Jamais la liberté n’a été autant sollicitée, elle est dans toutes les bouches et dans toutes les revendications. On peut même dire que c’est à tout propos et parfois/souvent sans discernement. Liberté de ne pas se faire vacciner et de ne pas porter de masque, liberté de vivre et de bouger comme les vaccinés lorsqu’on décide individuellement de ne pas l’être, liberté en définitive de ne pas se soumettre aux limites des libertés collectives – ça, c’est le cœur du discours du “convoi de la liberté”. Alors que l’actualité met en perspective la liberté des populations civiles ukrainiennes face aux jeux de guerre menés sur l’échiquier mondial, la liberté des opprimés économiques et politiques face à la surdité de l’Europe aux injonctions du Pape sur le droit d’asile, ou encore la liberté de la presse face au cinquième assassinat depuis le début de l’année d’un journaliste ayant dénoncé des collusions de dirigeants avec les cartels de narcotrafiquants au Mexique…

Contrairement au modèle canadien qui concernait essentiellement des chauffeurs routiers, propriétaires de leurs camions, et réclamant le droit de continuer de travailler en ayant la possibilité de franchir la frontière des États-Unis sans être soumis aux restrictions sanitaires drastiques alors imposées, il n’y avait pas, ou très peu, de routiers dans ce convoi qui a voulu bloquer Paris ce week-end. Mais des voitures, des vans, des caravanes et des camping cars, plus ou moins bien équipés pour “tenir” les quelques jours du périple. Des ralliements bien sûr et des soutiens intéressés de personnels politiques en quête de voix pour les prochaines élections. Et, surtout, aux revendications initiales se sont ajoutées celles relatives au pouvoir d’achat, fortement grevé par les hausses de carburant et d’électricité notamment, de sorte que des gilets jaunes se sont joints aux convois et que des solidarités se sont manifestées sur le bord des routes et sur les ronds points de la part de ceux, vaccinés ou pas d’ailleurs, n’ayant ni le temps ni les moyens de se payer cette “virée” dans la capitale. Un agrégat de mécontentements donc, plus qu’une question de liberté confisquée.

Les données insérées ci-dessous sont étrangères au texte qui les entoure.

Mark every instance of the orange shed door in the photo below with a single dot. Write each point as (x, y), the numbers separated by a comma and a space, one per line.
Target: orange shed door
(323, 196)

Liberté de manifester son ras-le-bol ?

Le rassemblement a été interdit et le préfet de police de Paris, l’inqualifiable Didier Lallement, a pris cette interdiction très au sérieux. Il a donc aligné des véhicules blindés de la gendarmerie et mobilisé nombre de forces de l’ordre – bien plus que de manifestants au bout du compte. Cette interdiction avait fait l’objet d’un recours, rejeté successivement en référé par le Tribunal administratif de Paris et le Conseil d’État, ces juridictions mettant en lumière plusieurs éléments caractéristiques : il n’y avait pas un convoi mais des convois correspondant à des groupes différents, non coordonnés, aux revendications distinctes, sanitaires pour certains, sociales pour d’autres et politiques aussi, des parcours et programmes d’actions différents sans mot d’ordre ni organisation unique… Juridiquement l’interdiction était donc fondée et par là, les sanctions légitimes, même si on peut les juger disproportionnées pour des gens majoritairement naïfs, découvrant après les gilets jaunes la fraternité de la contestation et confrontés brusquement à une répression – adoucie par la période électorale – mais avec gaz lacrymogènes et nerfs à vif de policiers trop sollicités.

La crainte de basculer dans la pauvreté quand ils tiennent un équilibre économique de plus en plus fragile, la lassitude devant les mensonges d’État et le discrédit de la presse nationale, l’écœurement d’une campagne électorale avec des transfuges de tous bords et des promesses aussi nombreuses que similairement creuses, ils sont perdus, sans repères crédibles et devenus méfiants à tous égards. Ne leur reste que leur pré-carré qu’ils essayent de défendre. Égoïstement ? Non, qu’ils se rassurent, ça va servir et ça sert déjà, dans un sens comme dans l’autre, pour les candidat.e.s aux présidentielles.